The tech could also go even further. Generative AI offers the potential to go from reading a script to “generating the script in real time” to create “a more natural back-and-forth flow,” said Santiago Milian, customer experience principal at Booz Allen Hamilton.
Some agencies are already tapping into the potential of AI. The Office of Personnel Management is using AI functionality in a pilot offering to direct retirees and annuitants to agency resources and answer very basic questions.
Crunching data
Generative AI can help solve persistent data interoperability problems, quickly recognize common data elements and perform deduplication tasks that are outside the scope of previous technologies.
Ad Hoc has already worked with one agency to use an API to connect to Google’s BERT to go through mandatory grant reporting. Ad Hoc didn't name the agency because it hasn’t received approval to talk publicly about the work.
BERT is an open-source large language model, as are generative AI tools like ChatGPT. But it is designed to “derive meaning from large amounts of text,” as opposed to “generate new content,” explained Mark Headd, a government technology expert at Ad Hoc.
The tech helped go through unstructured data to de-dupe 30% of database entries, something that “simple methods … like exact string matching” weren't able to do, an Ad Hoc blog post says.
Straight talk
Generative AI could help the government rewrite jargon in a more understandable way.
“There just have never been enough resources, just not enough hours in the day, not enough people to do that kind of work,” said Beth Simone Noveck, director of the Burnes Center for Social Change and GovLab at Northeastern University, chief innovation officer for New Jersey and former deputy chief technology officer in the Obama White House. “It's radically game-changing.”
OPM's top tech official recently told an audience at a technology conference that in the future the agency could leverage generative AI tools to help rewrite out-of-date job descriptions.
In the benefits space, the back-and-forth format of generative AI could help staffers find what they need in long sets of guidance, policies and rules, and even go through the logic of how to apply complicated rules, Guarino said.
Risks and opportunities
Suresh Venkatasubramanian, a computer science and data science professor at Brown University, co-authored the White House Blueprint for an AI Bill of Rights while on the staff of the Office of Science and Technology Policy.
One risk: accuracy. These tools have been known to generate “hallucinations” not based in facts.
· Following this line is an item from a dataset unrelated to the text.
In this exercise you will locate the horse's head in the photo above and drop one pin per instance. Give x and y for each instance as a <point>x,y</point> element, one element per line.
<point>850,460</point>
Venkatasubramanian told Nextgov/FCW that generative AI apps have "no notion of correctness" and are "essentially predictive models to predict … text they've been trained with.”
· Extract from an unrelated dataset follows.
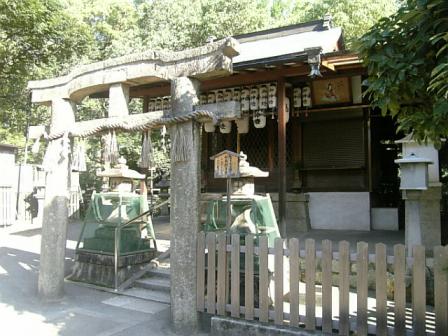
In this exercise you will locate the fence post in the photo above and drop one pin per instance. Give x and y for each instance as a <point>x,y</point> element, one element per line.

The government will have to contend with questions about how vendors build their systems, what happens to data entered into systems and more, he said.
Steve Bennett, global government practice lead at SAS, notes that another risk is that employees may blindly embrace the promise of generative AI without understanding its pitfalls. “You do not want government employees who don’t understand the technology enough to be able to say, ‘I don’t believe that result,” he said.
Even so, Northeastern’s Noveck offered another framing for the risks: the “opportunity cost” of not reaping the potential benefits of generative AI.
“How do we actually more proactively embrace the opportunities, not just fret about the risks,” she asked. “We're at a point in time in which rates of trust in government are at an all-time low. Worse yet, rates of trust in democracy are declining. We cannot afford to let those rates slip lower by having government be any less effective than it can be.”